A characteristic common to all intelligence officers, East and West, is that they have a special open-mindedness. For them nothing is impossible, just because it is improbable.

That’s a quote I’ve pilfered from the late Robert Anton Wilson, former editor of Playboy and co-author of the mind-bending conspiracy novel The Illuminatus! Trilogy, which I feel fits in perfectly for this review of Avi Loeb’s disappointing new book, Extraterrestrial: The First Sign of Intelligent Life Beyond Earth.
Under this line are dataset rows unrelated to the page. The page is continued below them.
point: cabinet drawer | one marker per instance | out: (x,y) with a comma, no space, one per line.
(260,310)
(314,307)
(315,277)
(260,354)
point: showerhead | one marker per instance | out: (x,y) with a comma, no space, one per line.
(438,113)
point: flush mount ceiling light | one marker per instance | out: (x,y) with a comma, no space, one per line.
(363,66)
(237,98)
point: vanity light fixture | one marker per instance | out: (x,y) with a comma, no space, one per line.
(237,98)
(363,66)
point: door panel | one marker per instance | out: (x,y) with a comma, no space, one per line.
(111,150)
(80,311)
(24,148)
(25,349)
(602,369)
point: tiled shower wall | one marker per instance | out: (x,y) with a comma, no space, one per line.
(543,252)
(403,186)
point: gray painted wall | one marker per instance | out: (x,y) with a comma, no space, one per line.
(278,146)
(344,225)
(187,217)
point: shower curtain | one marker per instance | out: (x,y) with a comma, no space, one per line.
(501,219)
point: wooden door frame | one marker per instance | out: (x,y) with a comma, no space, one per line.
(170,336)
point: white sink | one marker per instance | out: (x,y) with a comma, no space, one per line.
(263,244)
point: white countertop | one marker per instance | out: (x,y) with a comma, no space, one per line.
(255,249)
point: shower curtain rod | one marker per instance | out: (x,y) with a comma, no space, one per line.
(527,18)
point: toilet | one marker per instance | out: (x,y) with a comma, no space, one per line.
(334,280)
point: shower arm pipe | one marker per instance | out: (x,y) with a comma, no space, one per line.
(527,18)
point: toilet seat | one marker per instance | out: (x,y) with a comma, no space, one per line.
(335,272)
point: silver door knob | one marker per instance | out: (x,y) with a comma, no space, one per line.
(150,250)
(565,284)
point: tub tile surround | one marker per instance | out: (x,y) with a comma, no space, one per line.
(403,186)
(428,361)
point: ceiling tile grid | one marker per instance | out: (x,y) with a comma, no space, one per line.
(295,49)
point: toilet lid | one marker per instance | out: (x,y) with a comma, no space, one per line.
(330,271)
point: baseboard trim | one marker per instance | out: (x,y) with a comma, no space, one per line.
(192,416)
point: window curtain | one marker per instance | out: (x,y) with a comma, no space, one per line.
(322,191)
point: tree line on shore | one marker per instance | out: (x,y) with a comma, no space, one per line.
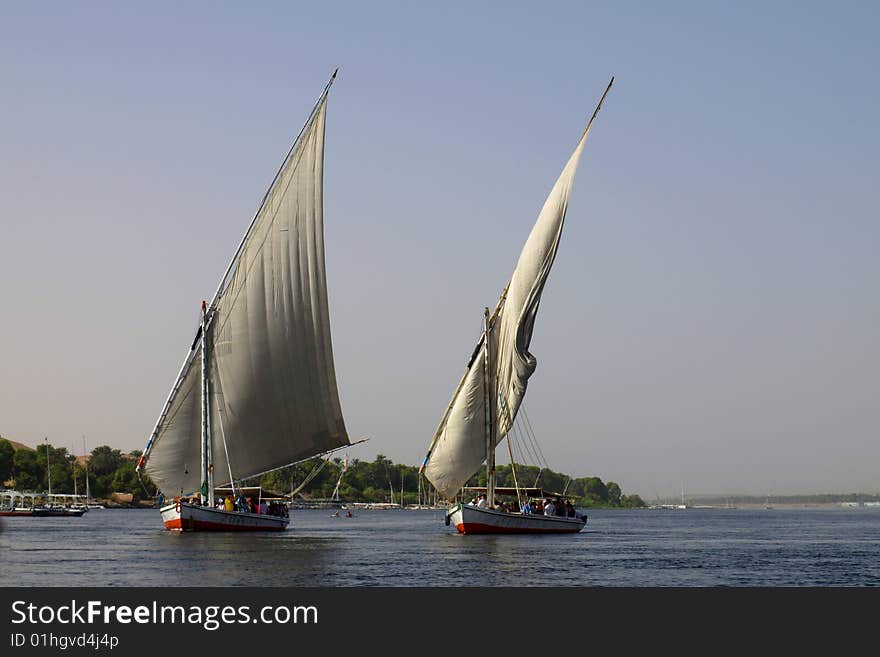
(381,480)
(109,471)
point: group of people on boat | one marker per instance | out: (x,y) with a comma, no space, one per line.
(549,506)
(243,504)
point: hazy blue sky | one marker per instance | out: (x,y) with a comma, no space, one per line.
(712,317)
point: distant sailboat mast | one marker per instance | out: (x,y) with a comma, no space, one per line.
(86,469)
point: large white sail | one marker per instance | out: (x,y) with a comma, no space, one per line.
(274,398)
(459,444)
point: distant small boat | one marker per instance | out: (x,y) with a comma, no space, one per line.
(14,503)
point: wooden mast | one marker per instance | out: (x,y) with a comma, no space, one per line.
(490,414)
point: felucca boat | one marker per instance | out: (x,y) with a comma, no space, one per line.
(486,402)
(257,390)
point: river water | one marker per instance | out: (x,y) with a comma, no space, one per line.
(404,548)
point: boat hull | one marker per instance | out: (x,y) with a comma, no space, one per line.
(58,512)
(182,516)
(469,519)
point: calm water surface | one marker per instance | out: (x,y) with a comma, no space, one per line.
(711,547)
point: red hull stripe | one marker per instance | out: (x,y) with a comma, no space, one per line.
(202,525)
(480,528)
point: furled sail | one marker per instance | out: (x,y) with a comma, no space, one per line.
(274,398)
(459,444)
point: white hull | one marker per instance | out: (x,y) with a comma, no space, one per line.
(183,516)
(469,519)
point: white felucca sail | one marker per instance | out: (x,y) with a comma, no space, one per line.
(272,397)
(504,365)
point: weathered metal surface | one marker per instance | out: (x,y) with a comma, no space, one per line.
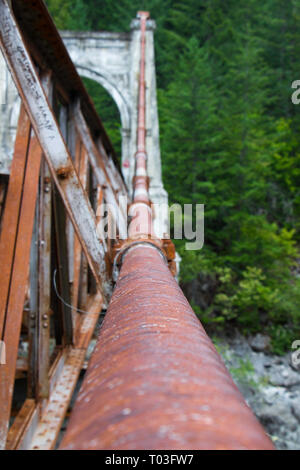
(18,280)
(50,138)
(45,283)
(50,53)
(12,211)
(155,380)
(20,424)
(100,172)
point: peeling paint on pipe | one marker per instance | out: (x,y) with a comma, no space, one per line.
(155,380)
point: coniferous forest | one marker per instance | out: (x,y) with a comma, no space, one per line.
(230,139)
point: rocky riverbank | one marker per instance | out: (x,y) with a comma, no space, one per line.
(269,383)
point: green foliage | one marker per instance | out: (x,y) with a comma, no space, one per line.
(107,109)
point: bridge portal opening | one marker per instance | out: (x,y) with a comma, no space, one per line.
(107,110)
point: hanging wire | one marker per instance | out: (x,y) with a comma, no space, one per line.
(61,299)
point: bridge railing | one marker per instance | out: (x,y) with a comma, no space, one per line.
(155,380)
(55,262)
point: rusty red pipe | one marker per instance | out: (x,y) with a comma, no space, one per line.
(155,380)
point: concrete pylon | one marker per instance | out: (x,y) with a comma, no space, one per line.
(112,60)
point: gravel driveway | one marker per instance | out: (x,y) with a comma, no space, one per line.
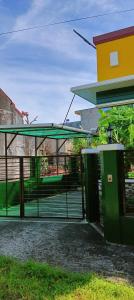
(76,247)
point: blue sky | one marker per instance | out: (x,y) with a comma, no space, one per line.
(38,68)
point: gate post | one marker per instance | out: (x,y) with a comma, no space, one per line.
(112,190)
(90,160)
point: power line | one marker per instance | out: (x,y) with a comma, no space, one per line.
(67,21)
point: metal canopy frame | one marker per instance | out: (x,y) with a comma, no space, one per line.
(53,131)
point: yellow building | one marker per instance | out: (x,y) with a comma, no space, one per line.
(115,54)
(115,70)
On September 9th, 2017 (an unknown flying object) reached its perihelion, the point at which its trajectory took it closest to the Sun. Thereafter, it began to exit the solar system; its speed far away- relative to our star; it was moving at about 58,900 miles per hour- more than ensured its escape from the Sun’s gravity. It passed through Venus’s orbital distance from the Sun around September 29th and through Earth’s around October 7th, moving swiftly toward the constellation Pegasus and the blackness beyond.

Loeb serves as the chair of Harvard University’s Department of Astronomy, is a founding director of Harvard’s Black Hole Initiative, director of the Institute for Theory and Computation within the Harvard-Smithsonian Center for Astrophysics, chair of the Breakthrough Starshot Initiative, chair of the Board on Physics and Astronomy of the National Academies, a member of the advisory board for the digital platform Einstein: Visualize the Impossible from the Hebrew University of Jerusalem, and a member of the President’s Council of Advisors on Science and Technology in Washington, DC. With credentials this dauntingly formidable, one would expect that the UFO, given the name Oumuamua and the scientific label 11/2017 U1, would produce in Loeb’s book a genuinely mind blowing narrative.

Alas, there is nothing particularly unusual or provocative about his ponderous account of Oumuamua (pronounced Oh-moo-ah-moo-ah). One would expect details of communication with alien lifeforms, not merely philosophical musings about the possibilities future UFO’s may offer for human discussion. Despite the odd prose flourish in this relatively short book, what Loeb promises the avid and curious readers is not what he delivers. The bulk of his thesis comprises a passionate appeal to the scientific community to be more open minded when it comes to studying extraterrestrial life. A lifelong academic with a vast reputation, he would probably be surprised at how most common or garden individuals aren’t adverse to the belief in alien lifeforms, and will make up the majority of the audience for this book.

My scientific knowledge is limited, hence the reason I preordered this book with genuine fascination, and felt let down when I realised midway that Loeb’s work of popular science was misnamed: there is no proof here that Oumuamua is the first sign of intelligent life beyond earth. Rather, it is a somewhat rambling investigation into the author’s religious and political agenda, even managing to reflect on the two world wars and the Holocaust. I’m sure when he was writing it, Loeb believed he was writing a popular science classic, a step forward from Stephen Hawking’s A Brief History of Time. What could be a bigger subject than extraterrestrial contact?

Like any open minded writer, I’m a sucker for a good story. Nowhere in this ponderous, brief book are ultradimensional beings covered, what Robert Anton Wilson classified as beings that exist within the dimension between wake and sleep. Most famous of all ultradimensional beings is the fabled Mothman of West Virginia, immortalised in John A. Keel’s abysmally written, fascinating book The Mothman Prophecies. I mention the Mothman in passing; he/she/them/it has been scaring tourists since the 1960s, so why does Loeb maintain that a flat, cigar shaped object which passed briefly into our solar system is the first contact with alien life? Seems like Loeb should take a brief sojourn from his academic ivory tower, and leave philosophy to those on the ground floor. Maybe Oumuamua is Extraterrestrial in origin; but so what?